BEIRUT: Elite government forces backed by Hezbollah converged Tuesday on the north Syrian city of Aleppo as rebels bolstered their own fighters in readiness for a major showdown, a monitor said.
Rami Abdel Rahman of the Syrian Observatory for Human Rights said it was likely that pro-regime forces were preparing to lay siege to rebel-held parts of Aleppo, the country's pre-war commercial capital.
The rebels fighting to oust President Bashar al-Assad have controlled parts of the northern city since they wrested them from the government's hands in July 2012.
"Commando troop reinforcements from the Republican Guard and from (Lebanon's) Hezbollah continued to be sent, in a bid to surround Aleppo city," the Observatory said.

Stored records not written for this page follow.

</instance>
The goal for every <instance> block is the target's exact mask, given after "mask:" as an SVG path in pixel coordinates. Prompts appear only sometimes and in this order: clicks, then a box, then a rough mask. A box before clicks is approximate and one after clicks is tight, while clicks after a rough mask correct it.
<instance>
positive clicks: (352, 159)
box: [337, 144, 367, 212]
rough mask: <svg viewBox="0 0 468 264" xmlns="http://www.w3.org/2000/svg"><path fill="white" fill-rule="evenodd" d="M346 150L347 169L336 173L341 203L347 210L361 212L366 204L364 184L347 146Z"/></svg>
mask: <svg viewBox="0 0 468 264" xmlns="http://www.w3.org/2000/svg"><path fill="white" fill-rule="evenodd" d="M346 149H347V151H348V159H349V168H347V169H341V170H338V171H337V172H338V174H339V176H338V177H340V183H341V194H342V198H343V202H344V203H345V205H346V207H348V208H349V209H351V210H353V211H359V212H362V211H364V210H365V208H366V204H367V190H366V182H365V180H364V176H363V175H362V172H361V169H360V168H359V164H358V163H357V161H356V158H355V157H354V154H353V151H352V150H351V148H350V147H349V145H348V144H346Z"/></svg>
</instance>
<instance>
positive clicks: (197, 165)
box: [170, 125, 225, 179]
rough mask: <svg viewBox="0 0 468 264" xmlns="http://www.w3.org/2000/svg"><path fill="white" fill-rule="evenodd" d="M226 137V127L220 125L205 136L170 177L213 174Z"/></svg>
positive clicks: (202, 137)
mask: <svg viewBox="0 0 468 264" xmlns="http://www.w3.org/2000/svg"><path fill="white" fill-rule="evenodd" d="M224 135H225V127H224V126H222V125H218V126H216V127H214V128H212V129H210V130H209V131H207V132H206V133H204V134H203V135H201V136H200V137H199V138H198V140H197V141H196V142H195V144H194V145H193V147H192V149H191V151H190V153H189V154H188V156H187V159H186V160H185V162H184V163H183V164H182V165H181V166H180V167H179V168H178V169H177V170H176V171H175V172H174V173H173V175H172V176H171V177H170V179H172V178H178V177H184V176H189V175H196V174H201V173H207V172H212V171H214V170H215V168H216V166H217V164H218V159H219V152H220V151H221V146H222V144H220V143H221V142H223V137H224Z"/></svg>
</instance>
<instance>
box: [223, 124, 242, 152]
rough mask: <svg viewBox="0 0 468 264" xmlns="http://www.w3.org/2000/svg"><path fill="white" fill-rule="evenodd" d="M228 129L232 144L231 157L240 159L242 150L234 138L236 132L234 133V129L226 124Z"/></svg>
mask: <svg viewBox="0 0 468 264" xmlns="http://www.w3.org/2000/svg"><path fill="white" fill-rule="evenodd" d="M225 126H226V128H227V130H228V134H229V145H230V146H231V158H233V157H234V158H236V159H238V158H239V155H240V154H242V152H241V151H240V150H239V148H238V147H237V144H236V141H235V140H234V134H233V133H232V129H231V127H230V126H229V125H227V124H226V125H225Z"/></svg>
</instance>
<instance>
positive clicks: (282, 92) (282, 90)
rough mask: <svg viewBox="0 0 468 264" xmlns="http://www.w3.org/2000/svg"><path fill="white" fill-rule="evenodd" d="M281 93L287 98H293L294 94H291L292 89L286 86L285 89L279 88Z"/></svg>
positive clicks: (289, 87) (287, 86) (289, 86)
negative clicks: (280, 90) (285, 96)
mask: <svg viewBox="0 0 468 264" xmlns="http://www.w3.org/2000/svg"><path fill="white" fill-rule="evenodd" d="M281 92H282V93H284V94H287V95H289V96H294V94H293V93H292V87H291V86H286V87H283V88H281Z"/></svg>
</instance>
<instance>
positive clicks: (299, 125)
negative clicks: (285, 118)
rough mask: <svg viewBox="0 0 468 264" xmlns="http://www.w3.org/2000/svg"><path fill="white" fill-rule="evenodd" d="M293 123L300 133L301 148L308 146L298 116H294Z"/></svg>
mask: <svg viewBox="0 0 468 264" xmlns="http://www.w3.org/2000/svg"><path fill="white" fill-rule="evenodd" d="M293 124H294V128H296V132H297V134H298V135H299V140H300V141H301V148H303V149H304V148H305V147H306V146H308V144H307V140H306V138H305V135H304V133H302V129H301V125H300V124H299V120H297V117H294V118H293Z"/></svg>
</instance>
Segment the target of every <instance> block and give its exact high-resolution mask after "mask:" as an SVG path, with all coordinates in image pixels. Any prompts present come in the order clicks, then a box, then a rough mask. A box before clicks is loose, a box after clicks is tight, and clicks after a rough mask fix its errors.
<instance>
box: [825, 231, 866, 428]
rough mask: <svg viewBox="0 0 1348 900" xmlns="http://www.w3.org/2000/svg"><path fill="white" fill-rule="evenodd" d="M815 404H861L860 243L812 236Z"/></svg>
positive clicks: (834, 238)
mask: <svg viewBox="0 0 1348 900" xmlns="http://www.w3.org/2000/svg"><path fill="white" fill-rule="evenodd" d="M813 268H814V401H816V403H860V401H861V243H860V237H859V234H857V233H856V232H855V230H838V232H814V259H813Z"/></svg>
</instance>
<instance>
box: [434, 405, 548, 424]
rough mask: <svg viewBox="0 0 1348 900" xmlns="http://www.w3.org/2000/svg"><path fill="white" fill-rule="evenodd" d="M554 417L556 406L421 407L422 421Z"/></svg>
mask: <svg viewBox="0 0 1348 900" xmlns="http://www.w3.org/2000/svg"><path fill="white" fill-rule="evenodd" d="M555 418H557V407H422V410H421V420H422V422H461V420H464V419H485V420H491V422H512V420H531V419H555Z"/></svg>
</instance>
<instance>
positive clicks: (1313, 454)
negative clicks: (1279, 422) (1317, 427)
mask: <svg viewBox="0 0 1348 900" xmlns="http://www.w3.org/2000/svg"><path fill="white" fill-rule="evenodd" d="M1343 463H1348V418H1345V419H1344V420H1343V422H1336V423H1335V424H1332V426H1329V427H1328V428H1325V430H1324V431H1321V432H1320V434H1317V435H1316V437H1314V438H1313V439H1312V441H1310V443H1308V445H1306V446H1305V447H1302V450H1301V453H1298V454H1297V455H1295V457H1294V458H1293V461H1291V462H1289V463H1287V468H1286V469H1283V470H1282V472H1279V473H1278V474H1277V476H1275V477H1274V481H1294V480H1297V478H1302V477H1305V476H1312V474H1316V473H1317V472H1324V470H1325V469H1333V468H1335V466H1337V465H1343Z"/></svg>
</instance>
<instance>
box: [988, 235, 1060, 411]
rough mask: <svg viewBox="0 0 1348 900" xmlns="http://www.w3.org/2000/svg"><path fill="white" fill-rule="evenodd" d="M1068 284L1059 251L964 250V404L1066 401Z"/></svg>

At the same time, "rebel and (allied) Islamist brigades sent reinforcements of their own... through the eastern entrance to Aleppo city," added the Britain-based organisation.
Aleppo was Syria's most populous city before the conflict, but it is now a major battle zone split into areas controlled by the rebels concentrated in the east and those held by the government mainly in the west.
The rebel-held areas have come under daily aerial bombardment since December.
The Observatory says the offensive has killed some 2,000 civilians, including more than 500 children, since January.
It has also forced tens of thousands of families to flee.
On Tuesday, fresh air strikes hit Marea, a rebel town in Aleppo province, as well as Tal Rifaat village nearby, killing a child, said the Observatory.
A mortar struck the government-held district of Ashrafiyeh, in Aleppo city, it added.
The developments come two days after the opposition National Coalition warned the regime is preparing to launch a major assault on Aleppo.
Compounding the rebels' fears are recent advances throughout the north and east of Syria by the radical Islamic State (IS), which recently declared the establishment of a "caliphate" straddling Syria and Iraq.
Rebels have been fighting IS since January.
The jihadist group was initially welcomed in Syria by some opponents as potential allies, but its systematic abuses and quest for domination has turned the rebels -- even the Islamists -- against them.
IS has recently been emboldened by a lightening offensive it has spearheaded in Iraq, where it has captured vast amounts of heavy weapons from fleeing Iraqi troops.
Rebels have frequently said IS's interests overlap with the regime's.
On Monday, Abdul Ilah al-Bashir, who heads the Free Syrian Army's Supreme Military Council, said the regime and IS "complete each other".
His statement came a day before a convoy of 50 vehicles that belong to a group in the northwestern province of Idlib that has pledged loyalty to IS travelled through regime-held areas to jihadist-held Raqa in the north and Al-Bab near Aleppo, according to the Observatory.
"Just as the regime is advancing on Aleppo city, IS is advancing on its countryside. The regime is happy the rebels have to fight on two fronts," said Abdel Rahman.
Syria's war began as a peaceful movement calling for political change, but morphed into a war after Assad's regime unleashed a massive crackdown on dissent.